Ks_2sampResult(statistic=0.09340184547021711, pvalue=0.0)


#### Results
Because the K-S statistic indiciates the distance between the CDFs and is small, we can't reject the null hypothesis that the distributions are the same (even though the p-value is small.

## KS Test for 1/200 subset

In [27]:
dfManSubset = dfMan.sample(frac=0.005, random_state = 10)
dfBklynSubset = dfBklyn.sample(frac=0.005, random_state = 10)

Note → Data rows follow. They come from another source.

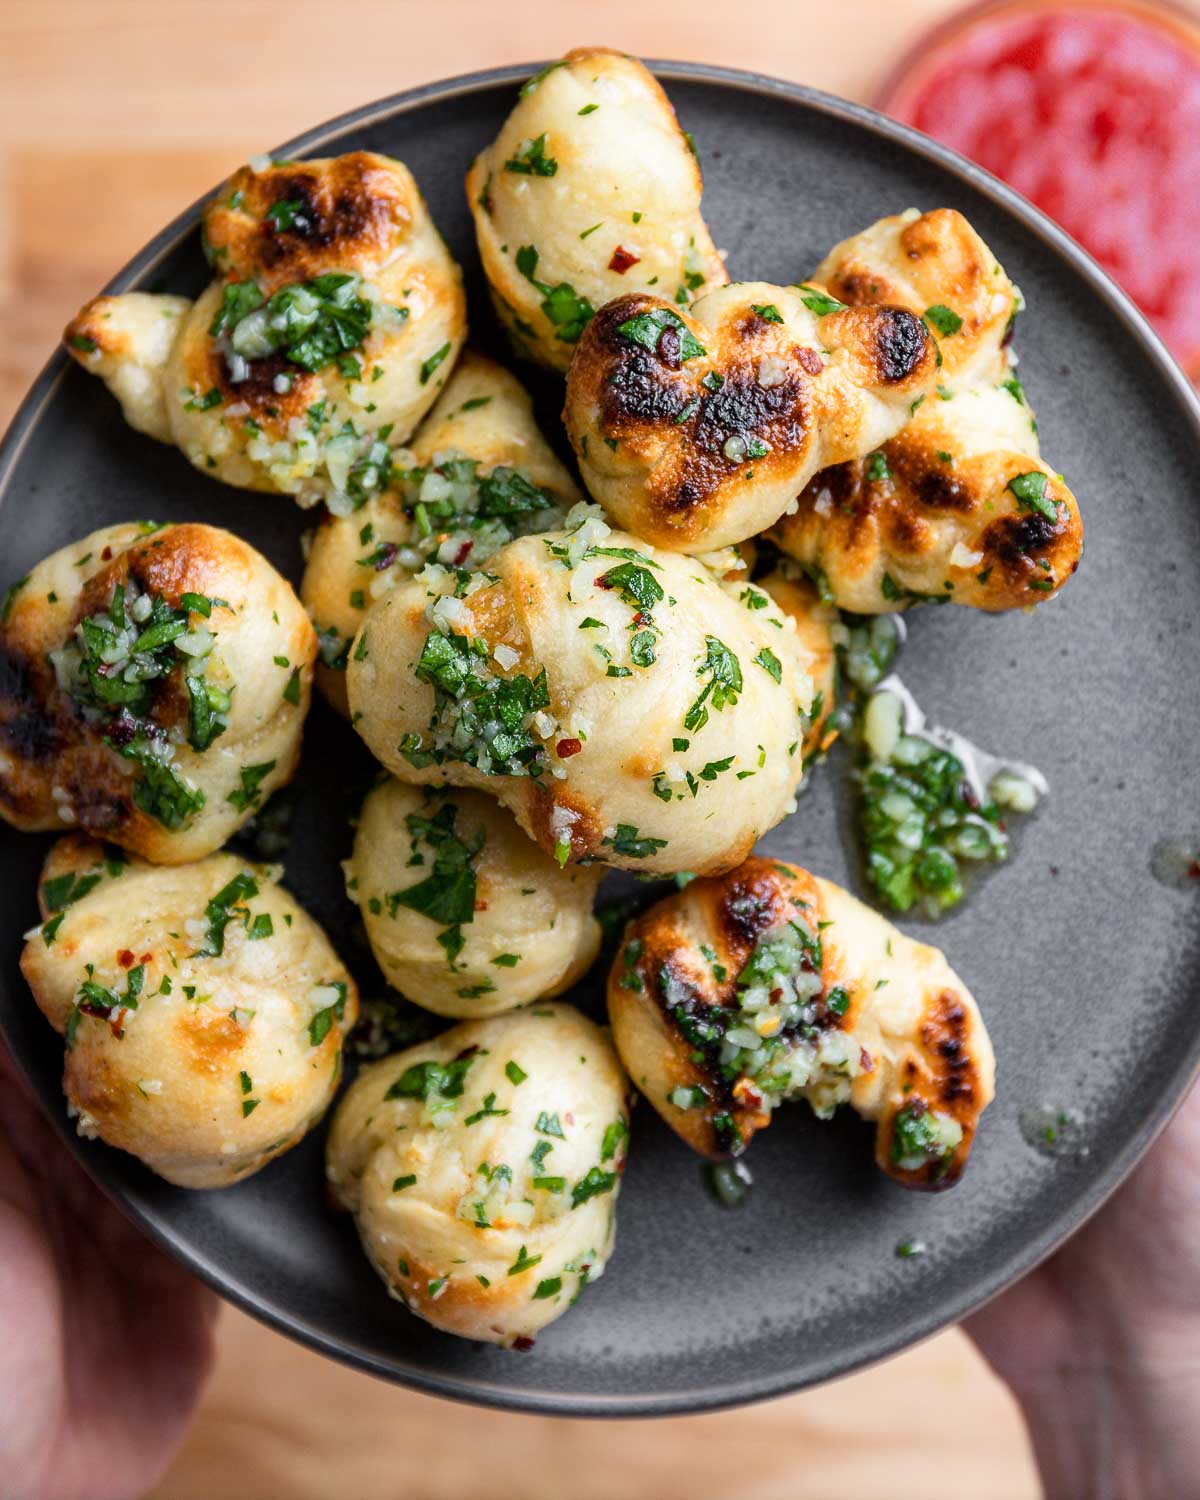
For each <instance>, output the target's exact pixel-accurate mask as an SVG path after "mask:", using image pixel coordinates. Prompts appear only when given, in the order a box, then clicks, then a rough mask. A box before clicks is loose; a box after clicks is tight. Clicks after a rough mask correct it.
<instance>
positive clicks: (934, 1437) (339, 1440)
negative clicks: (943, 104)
mask: <svg viewBox="0 0 1200 1500" xmlns="http://www.w3.org/2000/svg"><path fill="white" fill-rule="evenodd" d="M945 9H947V6H945V3H944V0H906V3H904V5H903V6H898V5H895V3H894V0H850V3H844V5H841V6H840V7H837V10H835V13H832V15H831V10H829V7H826V6H817V5H814V3H813V0H759V3H757V5H754V6H753V7H747V9H745V10H741V12H735V10H733V7H730V6H729V5H724V3H720V0H691V3H690V5H687V6H681V5H678V3H666V0H603V3H601V0H573V3H571V0H523V3H522V5H520V6H519V7H502V6H496V5H492V3H484V0H429V3H423V0H359V3H357V5H356V6H354V7H353V10H351V9H348V7H338V6H330V5H329V3H326V0H323V3H320V5H318V3H315V0H287V3H285V0H278V3H270V0H239V3H229V0H204V3H201V0H157V3H151V0H42V3H39V5H18V3H15V0H9V3H6V5H3V6H0V317H3V327H5V330H6V338H5V339H3V344H0V422H7V419H9V416H10V414H12V411H13V410H15V407H17V404H18V401H20V398H21V395H23V393H24V389H26V387H27V384H28V381H30V380H31V378H33V375H34V374H36V372H37V369H39V368H40V365H42V363H43V362H45V359H46V357H48V354H49V353H51V350H52V347H54V342H55V339H57V335H58V330H60V329H62V326H63V324H65V323H66V320H68V318H69V317H71V314H72V312H75V309H77V306H78V305H80V303H81V302H83V300H84V299H86V297H89V296H90V294H92V293H93V291H95V290H96V288H98V287H101V285H102V284H104V282H105V281H107V279H108V278H110V276H111V275H113V272H114V270H115V269H117V267H118V266H120V264H121V263H123V261H124V260H126V258H127V257H129V255H130V254H133V251H136V248H138V246H139V245H141V243H142V242H144V240H145V239H147V237H148V236H150V234H153V233H154V231H156V229H157V228H159V226H160V225H162V223H165V222H166V220H168V219H171V217H172V216H174V214H175V213H178V211H180V210H181V208H184V207H186V205H187V204H189V202H190V201H192V199H193V198H195V196H198V195H199V193H201V192H204V190H205V189H207V187H210V186H211V184H213V183H214V181H217V180H219V178H220V177H223V175H225V172H226V171H228V169H229V168H231V166H234V165H236V163H237V162H240V160H245V159H246V157H248V156H249V154H252V153H254V151H258V150H264V148H267V147H270V145H272V144H275V142H278V141H282V139H285V138H288V136H290V135H293V133H296V132H299V130H302V129H305V127H308V126H311V124H314V123H317V121H320V120H323V118H327V117H330V115H333V114H338V113H341V111H344V110H348V108H351V107H354V105H359V104H362V102H363V101H368V99H372V98H380V96H383V95H389V93H395V92H398V90H401V89H405V87H410V86H411V84H417V83H422V81H426V80H432V78H440V77H446V75H449V74H458V72H466V71H471V69H475V68H484V66H493V65H498V63H507V62H520V60H532V58H543V57H550V55H556V54H558V52H562V51H565V49H567V48H568V46H573V45H580V43H585V42H586V43H597V42H598V43H607V45H613V46H621V48H625V49H628V51H633V52H639V54H640V55H645V57H688V58H697V60H708V62H718V63H724V65H729V66H735V68H750V69H757V71H760V72H769V74H775V75H778V77H784V78H795V80H801V81H804V83H810V84H816V86H819V87H823V89H829V90H832V92H837V93H844V95H850V96H856V98H865V96H868V95H870V90H871V87H873V86H874V83H876V81H877V78H879V77H880V75H882V74H883V72H885V71H886V68H888V66H889V63H891V62H892V58H894V57H895V55H897V52H898V49H900V48H901V46H903V45H906V43H907V42H909V40H910V39H912V37H915V36H916V34H918V33H919V31H921V30H924V27H926V26H927V24H929V23H930V21H932V20H933V18H935V17H938V15H941V13H942V12H944V10H945ZM219 1341H220V1347H219V1361H217V1371H216V1377H214V1380H213V1383H211V1388H210V1391H208V1395H207V1398H205V1401H204V1406H202V1409H201V1413H199V1418H198V1421H196V1424H195V1427H193V1430H192V1434H190V1437H189V1440H187V1443H186V1446H184V1449H183V1452H181V1454H180V1457H178V1460H177V1461H175V1464H174V1467H172V1469H171V1472H169V1475H168V1476H166V1478H165V1479H163V1481H162V1482H160V1485H159V1487H157V1488H156V1490H154V1491H153V1500H208V1497H211V1496H222V1497H225V1500H263V1497H269V1500H460V1497H463V1496H468V1494H484V1493H486V1496H487V1497H489V1500H609V1497H616V1496H619V1497H624V1500H651V1497H654V1500H673V1497H684V1496H685V1497H688V1500H718V1497H720V1500H808V1497H811V1500H817V1497H831V1496H841V1497H849V1500H885V1497H886V1500H891V1497H892V1496H895V1494H897V1493H900V1494H913V1496H921V1497H922V1500H942V1497H945V1500H950V1497H956V1500H957V1497H962V1496H972V1497H974V1500H1029V1497H1034V1496H1037V1494H1038V1493H1040V1490H1038V1484H1037V1478H1035V1473H1034V1467H1032V1461H1031V1457H1029V1449H1028V1442H1026V1437H1025V1433H1023V1428H1022V1422H1020V1418H1019V1415H1017V1412H1016V1407H1014V1404H1013V1401H1011V1398H1010V1397H1008V1395H1007V1392H1005V1391H1004V1389H1002V1388H1001V1386H999V1383H998V1382H996V1380H993V1379H992V1376H990V1374H987V1371H986V1370H984V1367H983V1362H981V1361H980V1359H978V1356H977V1355H975V1353H974V1352H972V1350H971V1347H969V1344H968V1343H966V1340H965V1338H963V1337H962V1335H960V1334H945V1335H942V1337H941V1338H936V1340H933V1341H930V1343H929V1344H926V1346H922V1347H919V1349H915V1350H910V1352H909V1353H906V1355H903V1356H900V1358H898V1359H894V1361H891V1362H889V1364H886V1365H880V1367H877V1368H874V1370H870V1371H867V1373H864V1374H859V1376H855V1377H850V1379H847V1380H843V1382H840V1383H837V1385H832V1386H826V1388H823V1389H820V1391H813V1392H808V1394H805V1395H799V1397H790V1398H786V1400H781V1401H775V1403H771V1404H769V1406H762V1407H756V1409H750V1410H742V1412H733V1413H723V1415H715V1416H703V1418H687V1419H670V1421H658V1422H643V1424H628V1422H615V1424H588V1422H579V1421H552V1419H540V1418H519V1416H507V1415H499V1413H492V1412H474V1410H468V1409H463V1407H455V1406H450V1404H447V1403H441V1401H435V1400H431V1398H426V1397H419V1395H414V1394H411V1392H404V1391H399V1389H396V1388H392V1386H387V1385H384V1383H380V1382H375V1380H372V1379H369V1377H366V1376H360V1374H357V1373H354V1371H350V1370H344V1368H341V1367H338V1365H333V1364H330V1362H327V1361H324V1359H321V1358H318V1356H317V1355H312V1353H309V1352H306V1350H302V1349H300V1347H297V1346H294V1344H291V1343H288V1341H285V1340H282V1338H279V1337H278V1335H275V1334H272V1332H269V1331H267V1329H264V1328H260V1326H258V1325H257V1323H254V1322H251V1320H249V1319H246V1317H243V1316H242V1314H239V1313H234V1311H233V1310H226V1311H225V1314H223V1319H222V1325H220V1334H219ZM514 1358H516V1356H514Z"/></svg>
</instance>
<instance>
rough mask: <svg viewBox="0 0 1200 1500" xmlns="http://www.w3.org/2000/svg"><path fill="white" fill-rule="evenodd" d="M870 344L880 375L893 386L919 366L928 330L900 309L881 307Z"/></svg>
mask: <svg viewBox="0 0 1200 1500" xmlns="http://www.w3.org/2000/svg"><path fill="white" fill-rule="evenodd" d="M873 345H874V363H876V369H877V371H879V378H880V380H882V381H885V383H886V384H889V386H895V384H898V383H900V381H904V380H907V378H909V375H912V374H913V371H916V369H919V366H921V362H922V360H924V357H926V348H927V347H929V333H927V332H926V326H924V324H922V323H921V320H919V318H916V317H913V315H912V314H910V312H906V311H904V309H903V308H880V309H879V318H877V321H876V326H874V339H873Z"/></svg>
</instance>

agesManSub = pd.np.array(dfManSubset['age'])
agesBklynSub = pd.np.array(dfBklynSubset['age'])

In [28]:
ks = scipy.stats.ks_2samp(dayTripsSub,nightTripsSub)
print(ks)

Ks_2sampResult(statistic=0.03616185809259387, pvalue=0.0025793612402765721)


#### Results
Same as above, the K-S statistic is small enough so that we can't reject the null hypothesis.

## Pearson's test for correlation

#### Null Hypothesis:
The ages of riders in Brooklyn and Manhattan are not correlated.

#### Alternative Hypothesis:
The ages of riders in Brooklyn and Manhattan are correlated.

#### Significance level
α = 0.05

In [29]:
np.random.seed(2)
agesManReduced = np.sort(np.random.choice(agesMan, size = 300000, replace = False))
agesBklynReduced = np.sort(np.random.choice(agesBklyn, size = 300000, replace = False))

In [30]:
ps = scipy.stats.pearsonr(agesManReduced,agesBklynReduced)
print(ps)

(0.99381518210323905, 0.0)


#### Results
The correlation coefficient is very close to 1, which indicates that the datasets are nearly linearly correlated. In addition, the p-value 0.0 indicates that there is no possibility of uncorrelated data producing a correlation coefficient as extreme as above. Thus we can reject the null hypothesis and determine that the datasets are correlated.

### Spearman's test for correlation

#### Null Hypothesis:
The ages of riders in Brooklyn and Manhattan are not correlated.

#### Alternative Hypothesis:
The ages of riders in Brooklyn and Manhattan are correlated.

#### Significance level
α = 0.05

In [31]:
sm = scipy.stats.spearmanr(agesManReduced,agesBklynReduced)
print(sm)

SpearmanrResult(correlation=0.99881500098251863, pvalue=0.0)


#### Results
The correlation coefficient is very close to 1, which indicates that the datasets are nearly linearly correlated. In addition, the p-value 0.0 indicates that there is no possibility of uncorrelated data producing a correlation coefficient as extreme as above. Thus we can reject the null hypothesis and determine that the datasets are correlated.